Fast Racing Neo - Análise
Hipersónico.
As corridas futuristas há muito que andam arredadas das consolas, principalmente das plataformas domésticas. Wipeout 2048 contou com uma passagem pela PS Vita, em 2012. No caso da Nintendo, o último grande destaque sonante no género foi F-Zero GX (GameCube), um dos melhores jogos da plataforma e que ficou marcado pela estreita colaboração entre Sega e Nintendo (para as arcadas saiu uma versão AX baseada na placa triforce - Nintendo, Sega e Namco). Conjugando a jogabilidade típica dos jogos de corridas arcade com velocidades hipersónicas e pistas que muito se assemelham a montanhas russas, a produtora germânica Shin'en não só quebra um hiato como, aparentemente com pouco, consegue fazer uma enorme proeza. E quando se diz pouco tem-se em conta a dimensão do estúdio e dos participantes nesta surpresa de final de ano para a Nintendo Wii U: Fast Racing Neo.
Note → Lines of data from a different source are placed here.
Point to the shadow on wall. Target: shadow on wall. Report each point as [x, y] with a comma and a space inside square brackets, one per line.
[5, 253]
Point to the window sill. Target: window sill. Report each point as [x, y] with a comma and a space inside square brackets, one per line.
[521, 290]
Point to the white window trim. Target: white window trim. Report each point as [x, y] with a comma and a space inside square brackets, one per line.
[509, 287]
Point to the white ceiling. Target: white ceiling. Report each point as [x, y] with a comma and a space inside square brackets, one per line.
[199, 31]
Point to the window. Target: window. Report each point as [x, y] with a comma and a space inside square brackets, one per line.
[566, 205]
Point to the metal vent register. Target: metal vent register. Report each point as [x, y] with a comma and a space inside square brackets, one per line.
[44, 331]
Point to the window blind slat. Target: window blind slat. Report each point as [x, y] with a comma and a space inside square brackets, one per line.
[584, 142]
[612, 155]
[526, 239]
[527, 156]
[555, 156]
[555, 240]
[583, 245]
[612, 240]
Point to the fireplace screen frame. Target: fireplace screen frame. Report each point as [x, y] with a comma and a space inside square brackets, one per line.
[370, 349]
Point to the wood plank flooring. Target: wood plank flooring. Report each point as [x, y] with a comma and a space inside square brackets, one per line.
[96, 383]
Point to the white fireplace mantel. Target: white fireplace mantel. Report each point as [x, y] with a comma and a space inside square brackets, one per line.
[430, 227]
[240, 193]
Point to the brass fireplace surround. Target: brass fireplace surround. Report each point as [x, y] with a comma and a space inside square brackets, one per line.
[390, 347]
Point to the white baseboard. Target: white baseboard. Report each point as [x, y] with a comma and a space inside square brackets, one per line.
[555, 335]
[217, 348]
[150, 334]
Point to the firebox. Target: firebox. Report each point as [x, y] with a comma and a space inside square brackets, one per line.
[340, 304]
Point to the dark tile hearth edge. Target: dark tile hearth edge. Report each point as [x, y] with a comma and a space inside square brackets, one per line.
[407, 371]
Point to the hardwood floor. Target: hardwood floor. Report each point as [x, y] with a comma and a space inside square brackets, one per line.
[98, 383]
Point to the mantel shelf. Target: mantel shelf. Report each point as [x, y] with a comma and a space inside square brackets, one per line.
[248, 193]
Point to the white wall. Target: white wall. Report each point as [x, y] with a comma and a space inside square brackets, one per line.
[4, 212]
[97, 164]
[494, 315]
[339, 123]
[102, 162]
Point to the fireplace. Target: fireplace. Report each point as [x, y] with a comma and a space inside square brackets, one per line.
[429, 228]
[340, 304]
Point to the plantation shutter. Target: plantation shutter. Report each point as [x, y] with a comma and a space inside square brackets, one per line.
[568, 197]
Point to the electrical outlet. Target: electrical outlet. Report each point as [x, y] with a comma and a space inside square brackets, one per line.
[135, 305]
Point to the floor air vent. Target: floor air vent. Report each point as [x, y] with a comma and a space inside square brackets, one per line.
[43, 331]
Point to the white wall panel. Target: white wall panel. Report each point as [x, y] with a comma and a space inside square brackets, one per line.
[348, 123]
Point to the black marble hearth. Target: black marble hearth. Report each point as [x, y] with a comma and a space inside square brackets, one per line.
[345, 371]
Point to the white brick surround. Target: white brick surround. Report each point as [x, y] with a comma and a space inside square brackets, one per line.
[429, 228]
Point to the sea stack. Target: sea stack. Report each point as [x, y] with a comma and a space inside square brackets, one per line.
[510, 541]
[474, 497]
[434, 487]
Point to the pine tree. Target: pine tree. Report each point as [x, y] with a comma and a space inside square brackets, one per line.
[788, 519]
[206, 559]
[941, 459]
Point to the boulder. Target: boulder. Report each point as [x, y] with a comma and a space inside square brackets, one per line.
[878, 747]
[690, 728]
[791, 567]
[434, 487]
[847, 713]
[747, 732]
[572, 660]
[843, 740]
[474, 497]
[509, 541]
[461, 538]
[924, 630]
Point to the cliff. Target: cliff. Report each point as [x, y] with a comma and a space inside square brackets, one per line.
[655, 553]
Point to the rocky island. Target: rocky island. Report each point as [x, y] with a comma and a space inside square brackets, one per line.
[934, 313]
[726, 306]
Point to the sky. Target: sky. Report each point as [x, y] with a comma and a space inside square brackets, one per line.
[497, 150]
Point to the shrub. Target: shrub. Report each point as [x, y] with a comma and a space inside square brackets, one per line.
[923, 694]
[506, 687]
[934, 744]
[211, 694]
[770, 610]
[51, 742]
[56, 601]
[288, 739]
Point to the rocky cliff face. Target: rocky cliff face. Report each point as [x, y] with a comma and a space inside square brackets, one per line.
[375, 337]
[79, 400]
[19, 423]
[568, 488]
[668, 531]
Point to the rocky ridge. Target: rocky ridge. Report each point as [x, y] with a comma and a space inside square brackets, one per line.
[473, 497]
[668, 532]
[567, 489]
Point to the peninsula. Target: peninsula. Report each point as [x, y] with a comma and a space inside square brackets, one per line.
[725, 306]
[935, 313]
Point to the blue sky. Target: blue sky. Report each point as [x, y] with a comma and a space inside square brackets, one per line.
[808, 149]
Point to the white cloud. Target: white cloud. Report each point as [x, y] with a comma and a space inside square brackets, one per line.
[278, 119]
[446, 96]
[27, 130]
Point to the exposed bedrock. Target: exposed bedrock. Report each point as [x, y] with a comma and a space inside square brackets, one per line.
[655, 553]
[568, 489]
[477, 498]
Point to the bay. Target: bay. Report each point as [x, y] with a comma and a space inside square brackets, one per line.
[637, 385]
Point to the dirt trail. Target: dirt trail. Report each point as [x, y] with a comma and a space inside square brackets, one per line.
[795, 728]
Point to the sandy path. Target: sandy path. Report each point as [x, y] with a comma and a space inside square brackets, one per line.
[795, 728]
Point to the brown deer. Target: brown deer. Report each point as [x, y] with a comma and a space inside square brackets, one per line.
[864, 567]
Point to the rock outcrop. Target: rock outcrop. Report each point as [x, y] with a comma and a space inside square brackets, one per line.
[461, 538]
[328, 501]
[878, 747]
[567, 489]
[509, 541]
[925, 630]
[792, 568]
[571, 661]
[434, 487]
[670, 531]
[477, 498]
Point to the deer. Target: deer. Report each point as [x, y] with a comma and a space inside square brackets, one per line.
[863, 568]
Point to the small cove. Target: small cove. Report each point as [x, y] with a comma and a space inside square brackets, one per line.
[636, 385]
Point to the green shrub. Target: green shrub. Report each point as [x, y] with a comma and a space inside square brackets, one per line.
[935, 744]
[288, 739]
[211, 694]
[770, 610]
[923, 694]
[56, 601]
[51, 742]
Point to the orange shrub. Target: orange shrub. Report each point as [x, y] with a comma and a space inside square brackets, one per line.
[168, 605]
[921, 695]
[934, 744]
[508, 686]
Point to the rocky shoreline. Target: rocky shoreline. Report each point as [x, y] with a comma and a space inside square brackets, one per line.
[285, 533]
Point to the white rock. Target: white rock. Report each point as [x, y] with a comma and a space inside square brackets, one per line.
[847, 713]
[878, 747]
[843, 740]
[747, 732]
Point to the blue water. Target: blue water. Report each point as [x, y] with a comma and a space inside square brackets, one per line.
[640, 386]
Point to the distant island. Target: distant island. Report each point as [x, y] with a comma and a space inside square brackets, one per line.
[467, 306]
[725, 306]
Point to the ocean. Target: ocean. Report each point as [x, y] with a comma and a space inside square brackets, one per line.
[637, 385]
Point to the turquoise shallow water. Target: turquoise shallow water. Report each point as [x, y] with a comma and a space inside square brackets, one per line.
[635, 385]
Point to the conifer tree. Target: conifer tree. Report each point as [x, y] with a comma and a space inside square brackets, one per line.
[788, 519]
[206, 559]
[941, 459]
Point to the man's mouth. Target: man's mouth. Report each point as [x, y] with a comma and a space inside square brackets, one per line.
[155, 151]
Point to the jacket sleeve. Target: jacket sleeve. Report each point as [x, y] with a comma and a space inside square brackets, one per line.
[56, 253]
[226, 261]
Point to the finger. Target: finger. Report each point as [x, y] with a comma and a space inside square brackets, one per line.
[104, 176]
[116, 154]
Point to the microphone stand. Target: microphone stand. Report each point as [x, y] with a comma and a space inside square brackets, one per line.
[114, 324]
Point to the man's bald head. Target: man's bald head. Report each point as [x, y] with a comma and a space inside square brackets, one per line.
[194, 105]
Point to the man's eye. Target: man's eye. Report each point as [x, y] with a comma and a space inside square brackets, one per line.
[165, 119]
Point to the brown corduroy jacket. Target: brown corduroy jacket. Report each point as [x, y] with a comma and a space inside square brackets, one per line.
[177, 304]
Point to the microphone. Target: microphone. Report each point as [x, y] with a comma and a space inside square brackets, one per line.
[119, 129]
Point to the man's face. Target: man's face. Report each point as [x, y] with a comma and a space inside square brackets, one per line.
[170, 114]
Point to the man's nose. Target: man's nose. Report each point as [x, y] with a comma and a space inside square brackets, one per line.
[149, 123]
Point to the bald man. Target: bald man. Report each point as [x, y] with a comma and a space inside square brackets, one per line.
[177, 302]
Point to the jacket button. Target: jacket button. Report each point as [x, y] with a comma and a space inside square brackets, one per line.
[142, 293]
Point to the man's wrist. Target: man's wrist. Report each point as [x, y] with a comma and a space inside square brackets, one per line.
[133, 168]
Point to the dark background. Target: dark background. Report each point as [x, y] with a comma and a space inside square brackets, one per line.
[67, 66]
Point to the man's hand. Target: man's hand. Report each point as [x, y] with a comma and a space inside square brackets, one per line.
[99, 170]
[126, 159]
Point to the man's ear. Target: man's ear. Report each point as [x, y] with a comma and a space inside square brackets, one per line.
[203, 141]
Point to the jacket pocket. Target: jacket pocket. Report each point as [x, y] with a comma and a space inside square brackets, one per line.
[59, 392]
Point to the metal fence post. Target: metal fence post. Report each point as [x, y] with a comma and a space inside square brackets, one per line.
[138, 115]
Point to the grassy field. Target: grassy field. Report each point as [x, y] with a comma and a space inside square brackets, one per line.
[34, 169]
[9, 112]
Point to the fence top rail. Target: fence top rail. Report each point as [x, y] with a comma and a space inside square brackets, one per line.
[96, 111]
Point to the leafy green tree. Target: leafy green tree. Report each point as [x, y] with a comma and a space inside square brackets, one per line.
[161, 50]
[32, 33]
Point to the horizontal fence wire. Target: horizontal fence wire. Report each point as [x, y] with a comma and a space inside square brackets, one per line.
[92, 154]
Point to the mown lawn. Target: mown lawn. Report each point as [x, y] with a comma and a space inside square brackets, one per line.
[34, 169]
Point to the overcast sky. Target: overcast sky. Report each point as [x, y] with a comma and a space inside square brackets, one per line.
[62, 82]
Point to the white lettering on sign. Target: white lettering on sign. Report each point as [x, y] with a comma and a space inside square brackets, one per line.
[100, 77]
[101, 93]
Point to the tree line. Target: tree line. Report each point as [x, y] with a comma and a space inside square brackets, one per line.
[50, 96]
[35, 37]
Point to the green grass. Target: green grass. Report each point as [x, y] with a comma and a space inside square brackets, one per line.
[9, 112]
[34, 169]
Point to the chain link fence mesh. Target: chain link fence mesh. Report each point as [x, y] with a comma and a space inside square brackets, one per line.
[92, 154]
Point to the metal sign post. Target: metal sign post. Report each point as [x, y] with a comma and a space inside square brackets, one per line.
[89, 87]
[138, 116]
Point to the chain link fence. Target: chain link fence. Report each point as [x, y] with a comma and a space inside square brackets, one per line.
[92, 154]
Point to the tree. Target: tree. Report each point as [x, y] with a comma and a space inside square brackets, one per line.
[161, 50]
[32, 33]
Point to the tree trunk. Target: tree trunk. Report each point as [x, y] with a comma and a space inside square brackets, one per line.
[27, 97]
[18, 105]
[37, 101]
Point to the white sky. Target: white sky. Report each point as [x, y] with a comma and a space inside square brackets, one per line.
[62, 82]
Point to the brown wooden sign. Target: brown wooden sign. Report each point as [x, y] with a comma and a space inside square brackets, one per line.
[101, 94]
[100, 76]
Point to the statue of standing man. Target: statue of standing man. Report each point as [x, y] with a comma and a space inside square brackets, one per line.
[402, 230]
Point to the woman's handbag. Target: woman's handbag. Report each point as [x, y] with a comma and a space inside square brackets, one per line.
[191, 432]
Quase 20 pessoas trabalharam no jogo. Basta acompanhar os créditos após a conclusão do primeiro troféu para jogador individual. Igualmente impressionante, como os diferentes modos, dos troféus, ao online, passando pelas 16 enormes pistas e veículos, cabem num ficheiro de aproximadamente meio gigabyte, que é o espaço necessário para instalar o jogo no disco da consola, depois da compra (é exclusivo eShop). O resultado é uma produção apaixonante e surpreendente, que nos remete para aqueles jogos insanos e fluidos, que muitos de nós nos lembrámos de jogar nos salões de jogos. Como o espírito das corridas arcade presente em Fast Racing Neo não é suficiente, não é menos óbvia a ligação a F-Zero GX, claramente a maior fonte de inspiração dos produtores alemães.
Talvez um tributo e até, porque não, uma chamada de atenção para a Nintendo, de que o estúdio está disponível para fazer um novo F-Zero, caso as chefias assim o entendam. Com mais recursos, uma equipa maior e mais produção, quem sabe até onde iria a Shin'en se pudesse cuidar de um novo jogo de corridas futuristas da franquia criada por Miyamoto para a Super Nintendo. Pese embora a grande proximidade com F-Zero, Fast Racing Neo apresenta os seus argumentos, bem como uma jogabilidade algo divergente e desafiante à custa das constantes mudanças operadas no turbo. Para manter o aparelho a grande velocidade, não só é necessária uma boa gestão do turbo como são necessários reflexos rápidos.
"O resultado é uma produção apaixonante e surpreendente, que nos remete para aqueles jogos insanos e fluidos, que muitos de nós nos lembrámos de jogar nos salões de jogos"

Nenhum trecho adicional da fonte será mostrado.